Tuesday, February 28, 2012

Further Thoughts On My 'Addiction'


Unfortunately, I’ve tabled ‘Saturday Songs’ this week for two reasons: firstly, the ominous fact that it’s Tuesday night and, secondly, because I didn’t listen to much music the past week…I’ve been traveling!

That said, I can offer some further thoughts on my (our?) addiction to entertainment. To be truthful, I was not entirely without ‘entertainment’ over the past week; that would be some kind of minor miracle. (I think I would need to go backpacking into the wilderness to actually escape the long reach of music, film, art, etc.) The crucial element of the past week was that I left my laptop at home. Recently, my laptop has begun to feel like an exploratory, experiential extension of self; I find new music, new films, and new artistic ideas through my laptop. (Also, rather obviously, I blog with my laptop…)

So I was without an extension of my seeming artistic self for nearly a week.

~

The funny thing…art doesn’t just disappear.

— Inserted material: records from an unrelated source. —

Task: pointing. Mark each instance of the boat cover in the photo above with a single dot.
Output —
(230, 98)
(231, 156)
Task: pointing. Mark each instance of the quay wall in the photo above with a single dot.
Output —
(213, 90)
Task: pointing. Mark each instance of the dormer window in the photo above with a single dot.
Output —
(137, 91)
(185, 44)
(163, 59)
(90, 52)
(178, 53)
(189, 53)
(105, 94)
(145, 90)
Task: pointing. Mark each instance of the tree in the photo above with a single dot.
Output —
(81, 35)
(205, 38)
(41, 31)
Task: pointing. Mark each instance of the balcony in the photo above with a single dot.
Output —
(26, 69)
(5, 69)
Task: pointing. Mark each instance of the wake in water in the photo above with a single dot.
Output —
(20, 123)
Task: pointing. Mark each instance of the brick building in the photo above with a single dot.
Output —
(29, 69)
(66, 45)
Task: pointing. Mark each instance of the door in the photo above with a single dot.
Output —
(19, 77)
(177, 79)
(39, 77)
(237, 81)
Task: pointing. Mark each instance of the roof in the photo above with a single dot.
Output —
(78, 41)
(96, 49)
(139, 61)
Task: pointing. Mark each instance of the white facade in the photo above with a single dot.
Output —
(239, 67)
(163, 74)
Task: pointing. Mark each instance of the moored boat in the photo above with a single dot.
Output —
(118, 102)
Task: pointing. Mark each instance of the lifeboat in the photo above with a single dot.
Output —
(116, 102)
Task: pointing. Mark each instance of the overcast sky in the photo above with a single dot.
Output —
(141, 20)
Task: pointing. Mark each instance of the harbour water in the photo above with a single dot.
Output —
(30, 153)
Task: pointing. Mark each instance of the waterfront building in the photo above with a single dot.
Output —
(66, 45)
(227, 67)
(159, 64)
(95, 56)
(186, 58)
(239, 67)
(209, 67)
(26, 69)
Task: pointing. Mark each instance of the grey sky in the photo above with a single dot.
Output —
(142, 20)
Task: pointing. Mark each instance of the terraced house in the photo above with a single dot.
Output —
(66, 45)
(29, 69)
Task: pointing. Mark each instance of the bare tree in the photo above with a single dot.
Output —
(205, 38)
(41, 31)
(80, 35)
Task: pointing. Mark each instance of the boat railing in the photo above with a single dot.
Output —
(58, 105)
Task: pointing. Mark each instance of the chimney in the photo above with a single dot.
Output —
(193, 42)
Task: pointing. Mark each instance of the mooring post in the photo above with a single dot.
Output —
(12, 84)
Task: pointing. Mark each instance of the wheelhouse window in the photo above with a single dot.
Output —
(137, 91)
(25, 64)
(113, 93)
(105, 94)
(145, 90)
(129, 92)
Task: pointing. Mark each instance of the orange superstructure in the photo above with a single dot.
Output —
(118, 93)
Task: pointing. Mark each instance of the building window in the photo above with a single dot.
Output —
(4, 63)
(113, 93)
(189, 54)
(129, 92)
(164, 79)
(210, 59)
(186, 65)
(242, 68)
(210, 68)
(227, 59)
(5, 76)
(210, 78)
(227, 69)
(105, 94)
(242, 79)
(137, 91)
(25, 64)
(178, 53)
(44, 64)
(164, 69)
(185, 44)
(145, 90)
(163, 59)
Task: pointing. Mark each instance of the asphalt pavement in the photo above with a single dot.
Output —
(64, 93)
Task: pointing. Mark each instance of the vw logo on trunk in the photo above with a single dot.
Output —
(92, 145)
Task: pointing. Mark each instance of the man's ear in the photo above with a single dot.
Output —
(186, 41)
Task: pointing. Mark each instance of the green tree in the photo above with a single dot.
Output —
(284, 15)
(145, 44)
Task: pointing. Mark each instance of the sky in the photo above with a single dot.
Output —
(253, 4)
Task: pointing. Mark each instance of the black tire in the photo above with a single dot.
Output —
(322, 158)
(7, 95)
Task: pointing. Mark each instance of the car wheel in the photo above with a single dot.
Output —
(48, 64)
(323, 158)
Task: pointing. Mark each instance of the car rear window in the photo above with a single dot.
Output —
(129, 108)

It’s everywhere, even when I thought that I left it behind. It coasts through the background of our conversations, popping up at odd moments—and that wasn’t just the case with my conversations, but with those of many of the people with whom I traveled—art was an inescapable force. It was a easy to grasp structure. Of course, there are always concurrent interests; I spoke briefly with an Italian woman about Latin American literature—she had, of course, a major in North and South American literature.

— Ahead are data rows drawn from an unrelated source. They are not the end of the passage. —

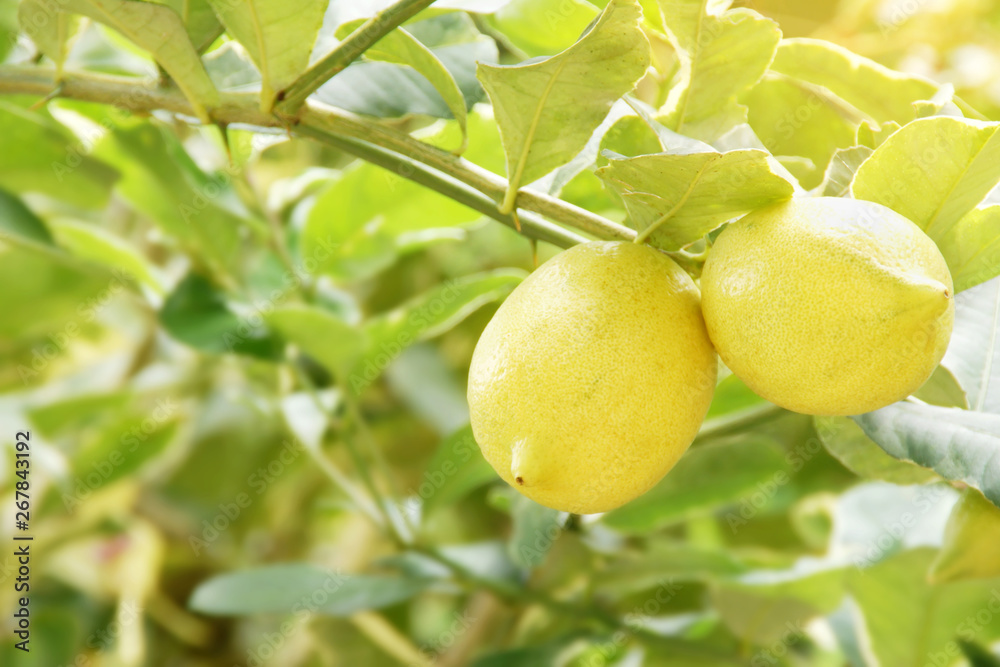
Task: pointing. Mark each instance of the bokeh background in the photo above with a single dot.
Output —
(174, 440)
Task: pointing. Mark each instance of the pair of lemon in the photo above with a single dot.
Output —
(597, 372)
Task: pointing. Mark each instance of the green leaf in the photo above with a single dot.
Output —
(878, 92)
(197, 314)
(957, 444)
(17, 220)
(873, 135)
(974, 351)
(160, 180)
(799, 121)
(324, 337)
(760, 606)
(933, 171)
(942, 389)
(707, 478)
(358, 225)
(912, 622)
(542, 27)
(94, 244)
(456, 469)
(848, 443)
(841, 169)
(971, 548)
(972, 247)
(288, 588)
(548, 110)
(721, 56)
(37, 154)
(278, 35)
(160, 31)
(535, 530)
(203, 26)
(543, 655)
(124, 446)
(426, 316)
(978, 655)
(402, 48)
(388, 90)
(53, 34)
(675, 199)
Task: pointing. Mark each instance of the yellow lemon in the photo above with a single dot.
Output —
(828, 306)
(593, 377)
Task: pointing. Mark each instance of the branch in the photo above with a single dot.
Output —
(346, 123)
(348, 51)
(531, 226)
(454, 177)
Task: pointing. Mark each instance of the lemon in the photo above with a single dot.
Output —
(828, 306)
(593, 377)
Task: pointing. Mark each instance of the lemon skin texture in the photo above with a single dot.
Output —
(593, 377)
(828, 306)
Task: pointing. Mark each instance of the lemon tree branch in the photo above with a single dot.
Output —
(454, 177)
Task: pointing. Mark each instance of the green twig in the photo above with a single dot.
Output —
(349, 50)
(481, 189)
(531, 226)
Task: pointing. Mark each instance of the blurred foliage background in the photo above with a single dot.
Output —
(176, 438)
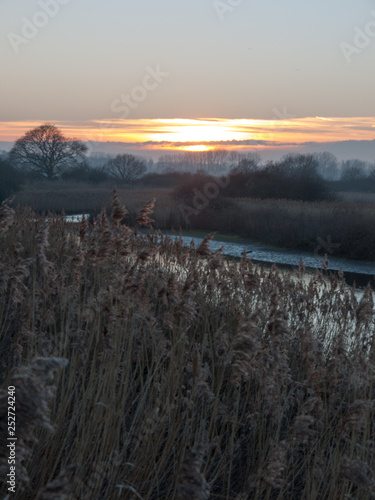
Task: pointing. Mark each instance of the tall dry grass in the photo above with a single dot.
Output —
(147, 370)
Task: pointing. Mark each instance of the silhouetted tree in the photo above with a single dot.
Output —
(45, 151)
(126, 168)
(353, 170)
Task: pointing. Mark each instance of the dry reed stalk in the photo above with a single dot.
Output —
(192, 484)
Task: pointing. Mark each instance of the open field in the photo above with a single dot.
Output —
(365, 198)
(285, 223)
(178, 374)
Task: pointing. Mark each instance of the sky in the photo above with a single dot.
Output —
(205, 73)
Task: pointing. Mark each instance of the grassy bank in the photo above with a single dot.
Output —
(178, 374)
(289, 224)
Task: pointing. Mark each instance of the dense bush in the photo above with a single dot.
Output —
(295, 177)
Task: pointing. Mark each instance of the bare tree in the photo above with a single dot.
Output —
(353, 169)
(126, 168)
(45, 151)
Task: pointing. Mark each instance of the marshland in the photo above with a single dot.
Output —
(145, 369)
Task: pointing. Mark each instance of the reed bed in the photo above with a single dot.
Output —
(147, 370)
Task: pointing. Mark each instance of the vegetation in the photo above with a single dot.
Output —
(45, 151)
(126, 168)
(11, 180)
(178, 374)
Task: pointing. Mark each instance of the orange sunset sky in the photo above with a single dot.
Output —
(162, 76)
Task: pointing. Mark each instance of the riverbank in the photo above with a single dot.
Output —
(339, 229)
(164, 358)
(359, 272)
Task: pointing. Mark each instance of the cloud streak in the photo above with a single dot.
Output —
(231, 133)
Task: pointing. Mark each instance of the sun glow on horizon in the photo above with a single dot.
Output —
(196, 148)
(205, 134)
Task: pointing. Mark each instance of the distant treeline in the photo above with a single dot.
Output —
(295, 176)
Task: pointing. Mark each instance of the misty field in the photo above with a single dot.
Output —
(147, 370)
(290, 224)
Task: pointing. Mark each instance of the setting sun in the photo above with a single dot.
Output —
(197, 148)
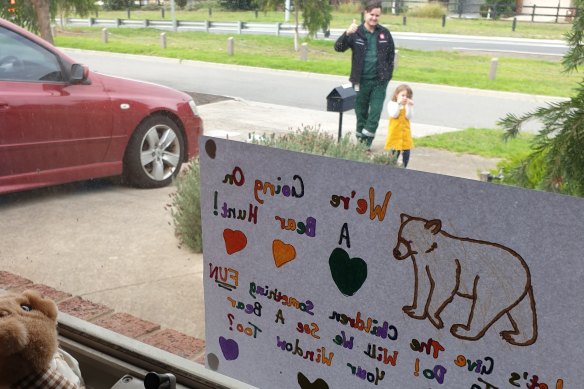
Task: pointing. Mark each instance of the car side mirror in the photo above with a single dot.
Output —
(78, 73)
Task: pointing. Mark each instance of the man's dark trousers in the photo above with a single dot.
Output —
(368, 107)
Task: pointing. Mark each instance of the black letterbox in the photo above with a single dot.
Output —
(341, 99)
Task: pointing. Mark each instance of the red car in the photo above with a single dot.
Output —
(60, 122)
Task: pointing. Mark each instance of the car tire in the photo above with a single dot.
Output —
(154, 153)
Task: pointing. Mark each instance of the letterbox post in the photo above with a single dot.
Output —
(341, 99)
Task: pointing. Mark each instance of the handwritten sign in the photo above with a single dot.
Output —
(324, 273)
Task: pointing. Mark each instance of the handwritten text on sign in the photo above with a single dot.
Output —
(322, 273)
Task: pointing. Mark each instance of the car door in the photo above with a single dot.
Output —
(47, 123)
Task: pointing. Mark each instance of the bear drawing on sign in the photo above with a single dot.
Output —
(494, 277)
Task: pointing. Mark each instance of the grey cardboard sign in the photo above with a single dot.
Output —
(325, 273)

But even then, Tim, our tour guide up in the Highlands, structured the stories he told with artistic references; he used film and music references to color his stories about the Isle of Sky. Sometimes stories were even structured through their interactions with artistic forms. For example, the story about the road that Calum MacLeod built from his small crafting (farming) community of the island of Raasay (located off of the Isle of Skye) was explained partly through journalist Roger Hutchinson’s non-fiction book about MacLeod’s struggle and then also through the forthcoming filmic adaptation of the story.

~

Tim, of course, was none too keen on the upcoming ‘Hollywood’ rendition of the story, but his distaste (and probably my distaste as well) for the story speaks to an interesting lens we apply to our experiences. We live and experience and, as we experience, we simultaneously cast a screen—or apply a lens, however you’d like to word it—over those experiences to view them in a ‘Hollywood’ way.

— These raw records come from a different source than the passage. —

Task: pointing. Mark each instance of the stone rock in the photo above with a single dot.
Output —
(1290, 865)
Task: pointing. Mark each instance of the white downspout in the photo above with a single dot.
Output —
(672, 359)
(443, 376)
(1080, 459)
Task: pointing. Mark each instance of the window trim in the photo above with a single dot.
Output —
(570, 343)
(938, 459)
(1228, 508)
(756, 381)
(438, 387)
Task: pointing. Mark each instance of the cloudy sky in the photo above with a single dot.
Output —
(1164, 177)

Maybe it’s not so much that we’re ‘addicted’ to entertainment, as David Foster Wallace argued in Infinite Jest, as the fact that we actively structure our existence through our relationship with entertainment. I don’t mean to say, “Oh, I’m going to watch a film at 4 p.m., listen to an album at 6 p.m., etc.” but rather offer that as we go through our day, we track our experience alongside a different kind of experience—maybe the kind of life that Hollywood would have us live—or the kind of life a pop song might ensconce.